I can't work up the energy to care about the Supreme Court's latest terrible decision. Though I think they got the law wrong, and opened a door dangerous people might use, I find it unlikely that anything too terrible is going to happen. A bland upstate NY prayer for a good meeting isnt going to inspire any pogroms. Still, I wish the rule was iron clad: No state-sponsored Jesus-mongering
The Supreme Court on Monday ruled that a town in upstate New York did not violate the Constitution by starting its public meetings with a prayer from a “chaplain of the month” who was almost always Christian.
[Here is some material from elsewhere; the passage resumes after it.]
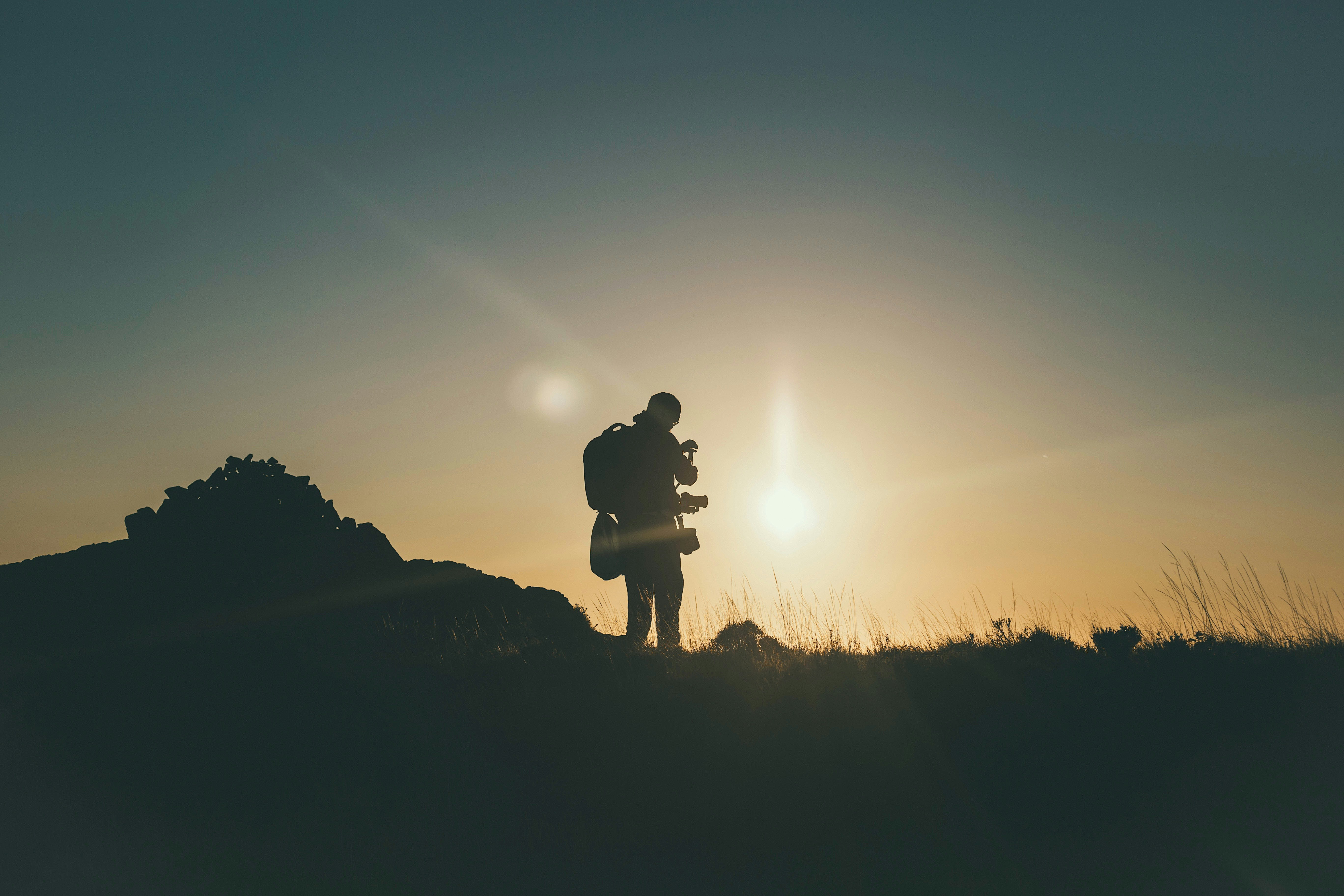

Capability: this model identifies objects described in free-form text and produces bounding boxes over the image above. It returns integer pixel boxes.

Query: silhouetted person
[617,392,699,647]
Justice Anthony M. Kennedy, writing for the majority in a 5-to-4 decision that divided the court’s more conservative members from its liberal ones, said the prayers were merely ceremonial. They were neither unduly sectarian nor likely to make members of other faiths feel unwelcome.Sorry, but one gets the feeling that Justice Kennedy doesn't understand the first thing about prayer. While he may come from a religious tradition that is inclusive and polite, most traditions are the very opposite. Their prayers are not ceremonial. They do not make members of others faiths feel welcome or included. By design, they do the very opposite.
More importantly if you believe in the power of prayer and you think your religion is the one true faith you can't simultaneously believe your prayers are ceremonial, innocuous, and inclusive.
In upstate NY, Jews hold the majority in a few villages. Suppose those upstate Jews were to initiate their village proceedings with a few words about God. Would their prayers make Christians in the audience feel welcome? Probably not. As Justice Kagan asked in her blistering dissent, would those Christians be able to reconcile the Jewish prayers "with the First Amendment’s promise that every citizen, irrespective of her religion, owns an equal share of her government.” Again: probably not. And that is what the Court''s majority failed to grasp.
Fun fact to know and tell: None of the SCJs are Protestants.